I read a book a while back -- The Black Swan -- about how much of what happens in our lives is random (I don't necessarily ascribe to this, but it was interesting) and wrote down this quote:

"Our minds are wonderful explanation machines, capable of making sense out of almost anything, capable of mounting explanations for all manner of phenomena and generally incapable of accepting the idea of unpredictability."

I know that doesn't help when Sophie is seizing -- but if there was some way that you could let go of assuming there is a reason?

I found this quote useful when I was constantly going back in my mind to Ben's pregnancy to come up with a "cause" for his condition.

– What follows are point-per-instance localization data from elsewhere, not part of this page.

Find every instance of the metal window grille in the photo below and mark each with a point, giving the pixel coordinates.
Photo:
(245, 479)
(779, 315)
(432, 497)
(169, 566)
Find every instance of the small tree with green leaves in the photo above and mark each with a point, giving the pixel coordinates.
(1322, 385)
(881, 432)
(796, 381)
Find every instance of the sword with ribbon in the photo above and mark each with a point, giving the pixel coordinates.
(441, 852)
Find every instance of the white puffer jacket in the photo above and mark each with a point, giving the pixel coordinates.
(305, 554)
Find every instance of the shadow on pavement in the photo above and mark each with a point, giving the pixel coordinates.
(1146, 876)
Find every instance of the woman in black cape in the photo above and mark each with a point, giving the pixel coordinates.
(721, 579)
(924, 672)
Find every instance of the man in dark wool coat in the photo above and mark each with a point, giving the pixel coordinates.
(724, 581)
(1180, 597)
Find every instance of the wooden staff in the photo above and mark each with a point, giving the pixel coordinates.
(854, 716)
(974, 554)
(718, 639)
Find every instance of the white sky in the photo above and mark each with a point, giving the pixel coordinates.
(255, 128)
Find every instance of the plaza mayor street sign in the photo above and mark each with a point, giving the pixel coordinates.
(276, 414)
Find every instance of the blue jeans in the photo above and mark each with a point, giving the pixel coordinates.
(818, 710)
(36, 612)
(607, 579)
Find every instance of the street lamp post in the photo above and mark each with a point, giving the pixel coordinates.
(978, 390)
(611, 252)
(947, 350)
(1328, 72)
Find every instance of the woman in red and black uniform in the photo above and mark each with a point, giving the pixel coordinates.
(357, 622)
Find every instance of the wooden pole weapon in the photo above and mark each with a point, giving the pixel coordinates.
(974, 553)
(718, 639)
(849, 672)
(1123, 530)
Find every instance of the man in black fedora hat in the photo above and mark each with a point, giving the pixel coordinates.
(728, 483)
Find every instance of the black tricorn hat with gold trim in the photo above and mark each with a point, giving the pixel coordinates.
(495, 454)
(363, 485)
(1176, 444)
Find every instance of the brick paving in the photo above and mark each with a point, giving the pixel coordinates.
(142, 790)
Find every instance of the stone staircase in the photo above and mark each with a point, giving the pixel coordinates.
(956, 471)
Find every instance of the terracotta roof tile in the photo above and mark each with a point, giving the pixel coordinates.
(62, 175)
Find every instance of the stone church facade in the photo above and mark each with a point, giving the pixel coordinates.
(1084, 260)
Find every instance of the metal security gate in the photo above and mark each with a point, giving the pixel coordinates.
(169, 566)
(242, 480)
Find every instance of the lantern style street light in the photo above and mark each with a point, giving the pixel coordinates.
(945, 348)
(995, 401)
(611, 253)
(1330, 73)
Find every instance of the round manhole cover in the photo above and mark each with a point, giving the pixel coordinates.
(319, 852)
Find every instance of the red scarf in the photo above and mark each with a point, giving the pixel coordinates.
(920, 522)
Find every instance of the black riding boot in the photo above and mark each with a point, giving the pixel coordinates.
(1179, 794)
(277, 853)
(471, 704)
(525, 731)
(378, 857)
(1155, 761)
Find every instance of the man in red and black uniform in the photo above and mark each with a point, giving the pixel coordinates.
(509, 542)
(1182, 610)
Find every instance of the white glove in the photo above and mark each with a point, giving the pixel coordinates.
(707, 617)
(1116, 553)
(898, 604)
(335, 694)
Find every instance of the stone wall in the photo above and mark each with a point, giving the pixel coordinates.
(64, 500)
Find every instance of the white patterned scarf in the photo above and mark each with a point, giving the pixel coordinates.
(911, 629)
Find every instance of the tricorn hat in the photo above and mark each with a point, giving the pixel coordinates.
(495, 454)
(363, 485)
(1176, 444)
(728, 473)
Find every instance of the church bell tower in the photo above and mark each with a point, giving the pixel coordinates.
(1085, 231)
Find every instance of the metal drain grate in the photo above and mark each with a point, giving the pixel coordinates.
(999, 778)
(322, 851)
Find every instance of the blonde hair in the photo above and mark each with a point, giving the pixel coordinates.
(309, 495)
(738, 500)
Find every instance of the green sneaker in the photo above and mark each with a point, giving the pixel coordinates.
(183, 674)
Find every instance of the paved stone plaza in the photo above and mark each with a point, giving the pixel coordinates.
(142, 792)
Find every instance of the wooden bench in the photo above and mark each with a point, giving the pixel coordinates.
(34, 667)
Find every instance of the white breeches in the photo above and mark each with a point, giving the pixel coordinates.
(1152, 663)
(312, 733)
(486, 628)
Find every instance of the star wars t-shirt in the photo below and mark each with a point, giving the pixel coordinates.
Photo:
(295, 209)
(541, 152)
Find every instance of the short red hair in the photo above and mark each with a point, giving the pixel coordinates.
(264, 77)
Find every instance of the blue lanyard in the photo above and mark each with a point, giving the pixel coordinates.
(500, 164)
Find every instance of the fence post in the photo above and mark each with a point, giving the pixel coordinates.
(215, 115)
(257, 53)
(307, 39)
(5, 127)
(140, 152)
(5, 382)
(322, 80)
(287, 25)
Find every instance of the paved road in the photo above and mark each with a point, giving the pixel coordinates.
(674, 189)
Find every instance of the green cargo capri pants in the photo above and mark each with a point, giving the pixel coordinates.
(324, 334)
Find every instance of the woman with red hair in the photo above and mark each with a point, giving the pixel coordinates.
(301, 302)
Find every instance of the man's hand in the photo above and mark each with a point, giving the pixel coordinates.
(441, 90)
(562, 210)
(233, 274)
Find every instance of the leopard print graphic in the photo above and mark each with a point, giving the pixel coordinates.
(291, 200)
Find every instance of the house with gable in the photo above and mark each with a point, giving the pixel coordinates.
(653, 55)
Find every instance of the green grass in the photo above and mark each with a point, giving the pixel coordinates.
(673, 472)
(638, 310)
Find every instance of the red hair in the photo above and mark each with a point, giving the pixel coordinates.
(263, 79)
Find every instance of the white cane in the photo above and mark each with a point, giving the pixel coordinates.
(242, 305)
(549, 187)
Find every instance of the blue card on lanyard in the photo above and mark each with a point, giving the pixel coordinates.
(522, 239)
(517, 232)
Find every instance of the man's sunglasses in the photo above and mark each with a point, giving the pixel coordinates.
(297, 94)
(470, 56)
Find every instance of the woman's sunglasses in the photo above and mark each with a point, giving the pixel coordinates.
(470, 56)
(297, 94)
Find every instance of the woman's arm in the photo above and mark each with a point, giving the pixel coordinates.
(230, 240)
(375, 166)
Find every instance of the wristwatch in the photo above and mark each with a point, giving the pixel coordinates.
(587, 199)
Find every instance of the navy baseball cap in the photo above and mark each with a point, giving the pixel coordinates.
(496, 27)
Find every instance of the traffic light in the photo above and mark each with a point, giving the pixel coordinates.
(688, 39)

All of this seems to lead to the question of why, but there really isn't any valid answer to why our kids have to suffer.

I send you warm hugs. xo

Leslie said...

I don't know what it means. I only know that you had those days, those good moments. And you and I and all those who love you, hope and pray for more.

I'm glad you write.

Graceful said...

Praying with you. And knocking, too. Because I can't quite shake my superstitious tendencies.

kario said...

I hope that the good moments continue to stretch longer and longer for you all.

Alicia D said...

im sorry honey.... i dont know what ANYTHING means anymore. when beautiful children suffer, how can we make sense of anything? Sometimes I believe this: "Things dont happen for a reason, they happen and then we create meaning from them." Sometimes I don't believe that. I don't know, but i always knock three times too when i talk about CB. Even when i knock, it still happens....what does that mean?
big huge hugs :)

Ex-in-the-City said...

Praying.
And knocking 3 times.

willow said...

Prayers and love on this end. I'm knocking on wood, like they do in Eastern Europe, under the table so the devil doesn't see.

Lovely World said...

Yes indeed, what does it mean. I search for meaning in everything, and sometimes that can be a great asset, other times a curse. I hope today is a better day for Sophie.

endswith8741 said...

I know what you mean about thinking that maybe it will never happen again; that they stopped forever. I suppose there is always something wishful about being a mother, no matter how much evidence to the contrary.